Der strahlt, ein heller Stern, vor allen andern;

Wer gründlich weiß die Mitwelt zu verheeren,

Muß unvergeßlich zu der Nachwelt wandern.

Wer recht uns peitscht, den lernen wir verehren;

Doch plaudert das Geheimnis mir nicht aus,

Und sorgt nur eure Gläser schnell zu leeren.

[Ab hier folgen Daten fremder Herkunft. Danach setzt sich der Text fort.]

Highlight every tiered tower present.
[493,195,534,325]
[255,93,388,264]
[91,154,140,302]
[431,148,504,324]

Ich geb euch alten Wein beim schmalen Schmaus

Und tisch euch auf veraltete Geschichten,

Ihr seid in eines alten Schwätzers Haus.

Ich will von Alexandern euch berichten,

Was ich im Talmud aufgezeichnet fand,

Ich wage nicht ein Wort hinzuzudichten.

Durch eine Wüste zog der Held, ins Land,

Das drüben lag, Verwüstung zu verbreiten,

Da fand er sich an eines Flusses Rand;

Und er gebot zu rasten, von dem weiten

Fahrvollen Marsch erschöpft, und hieß sein Mahl

Am schönbegrünten Ufersaum bereiten.

So still und friedlich blühend war das Tal,

So klar der Strom, der Schatten von den Bäumen[420]

So duftig kühl im heißen Mittagsstrahl.

Doch mochte nur der Ungestüme träumen

Geraubte Kronen und vergoßnes Blut,

Verdrossen, hier die Stunden zu versäumen.

Er stieg, des Durstes fieberhafte Glut

Zu löschen, zu dem Wasserspiegel nieder,

Er schöpfte, trank die kühle, klare Flut;

Und wie er die getrunken, fühlt' er wieder

So wunderbar verjüngt den Busen schwellen,

So hohe Kraft durchströmen seine Glieder.

Da wußt er nun, daß dieses Flusses Wellen

Entströmten einem segensreichen Lande,

Und Fried und Glück umblühten seine Quellen.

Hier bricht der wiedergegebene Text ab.